Mark Chesler of Oberlin Citizens for Responsible Development believes that the shopping center is not in line with the Planning Commission’s past work.
“The Oberlin City Council ought to heed the astute, prescient advice of former senior City of Oberlin officials as Carnegie Management and Development seeks to pervert the City of Oberlin Comprehensive Land Use Plan,” read the statement that Chesler shared at the hearing.
Handy said that the comprehensive plan for city development in Oberlin was last updated in 2011 and is now outdated. The Planning Commission plans to update it again for 2020. According to Handy, this parcel is the only one in the city that was designated for office development.
Khouri spoke to Carnegie Management’s business practices and its history with sustainable development.
“We’re an asset-based company, so we hang on to all of our developments, so we don’t ever flip our properties,” Khouri said. “We’re going to keep it and manage the projects for many years to come.
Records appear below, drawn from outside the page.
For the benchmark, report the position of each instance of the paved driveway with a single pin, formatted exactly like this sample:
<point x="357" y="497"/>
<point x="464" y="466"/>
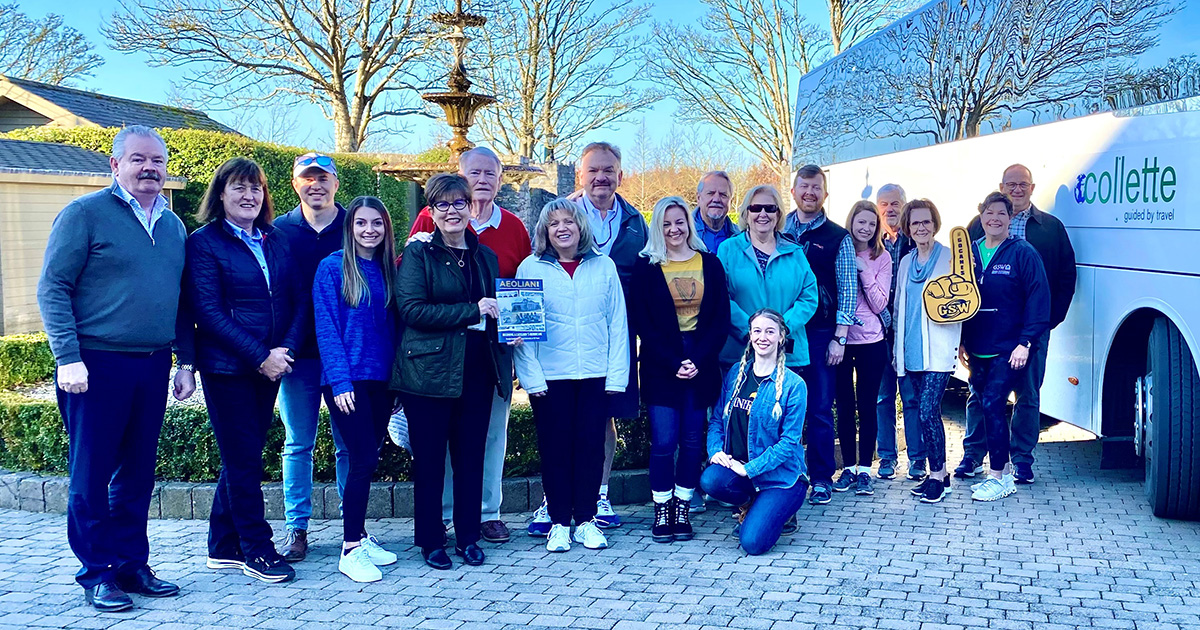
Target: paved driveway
<point x="1078" y="550"/>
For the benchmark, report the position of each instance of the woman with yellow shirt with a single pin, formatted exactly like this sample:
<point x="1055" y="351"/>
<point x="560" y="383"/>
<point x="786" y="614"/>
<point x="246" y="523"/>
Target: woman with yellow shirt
<point x="681" y="309"/>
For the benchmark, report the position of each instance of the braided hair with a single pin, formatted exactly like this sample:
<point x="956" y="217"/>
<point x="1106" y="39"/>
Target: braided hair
<point x="780" y="363"/>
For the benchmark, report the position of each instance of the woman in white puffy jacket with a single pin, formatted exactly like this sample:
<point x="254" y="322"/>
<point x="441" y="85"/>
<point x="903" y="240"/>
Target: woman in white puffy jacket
<point x="585" y="358"/>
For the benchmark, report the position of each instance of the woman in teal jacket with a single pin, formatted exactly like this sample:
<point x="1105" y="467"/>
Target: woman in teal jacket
<point x="765" y="271"/>
<point x="754" y="437"/>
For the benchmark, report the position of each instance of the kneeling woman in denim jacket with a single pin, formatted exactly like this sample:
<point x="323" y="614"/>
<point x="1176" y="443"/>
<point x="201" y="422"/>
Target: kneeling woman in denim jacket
<point x="754" y="437"/>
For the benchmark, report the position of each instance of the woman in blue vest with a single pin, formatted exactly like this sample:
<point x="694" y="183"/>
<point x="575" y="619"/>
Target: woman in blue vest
<point x="1014" y="312"/>
<point x="766" y="271"/>
<point x="754" y="437"/>
<point x="681" y="310"/>
<point x="357" y="336"/>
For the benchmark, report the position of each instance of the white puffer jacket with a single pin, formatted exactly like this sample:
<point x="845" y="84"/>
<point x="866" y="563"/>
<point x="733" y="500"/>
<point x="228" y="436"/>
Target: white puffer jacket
<point x="587" y="335"/>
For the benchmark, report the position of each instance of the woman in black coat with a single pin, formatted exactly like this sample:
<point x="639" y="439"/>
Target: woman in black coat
<point x="447" y="365"/>
<point x="681" y="310"/>
<point x="246" y="298"/>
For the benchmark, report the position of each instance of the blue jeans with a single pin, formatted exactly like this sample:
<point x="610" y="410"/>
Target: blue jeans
<point x="886" y="414"/>
<point x="772" y="508"/>
<point x="822" y="382"/>
<point x="300" y="411"/>
<point x="1026" y="413"/>
<point x="676" y="427"/>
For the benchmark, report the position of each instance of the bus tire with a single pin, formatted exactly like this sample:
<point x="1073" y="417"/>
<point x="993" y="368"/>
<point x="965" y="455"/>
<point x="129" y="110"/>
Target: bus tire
<point x="1171" y="431"/>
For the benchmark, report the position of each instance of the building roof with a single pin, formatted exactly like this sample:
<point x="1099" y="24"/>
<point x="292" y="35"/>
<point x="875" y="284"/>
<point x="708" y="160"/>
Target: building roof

With that in mind, we do try to engage in environmentally sustainable practices … There’s a whole slew of different things and a protocol that we go through, and as long as the economics work, then we employ as many as we can. … We’ve picked up a lot of sustainable practices along the way that we just try to work into our commercial developments as best we can.”
Other community members shared their reservations about starting new developments in Oberlin.
“This sprawl, this huge sprawl from the original size of Oberlin, has all happened in the last 30 years,” Oberlin resident Aliza Widenbaum said in a statement during the hearing.
Handy maintains that the development makes sense for this location.
“I don’t consider this sprawl,” Handy said. “It’s already in the city. It’s already got utilities running past it. We’re not going to build any new infrastructure to make it happen.”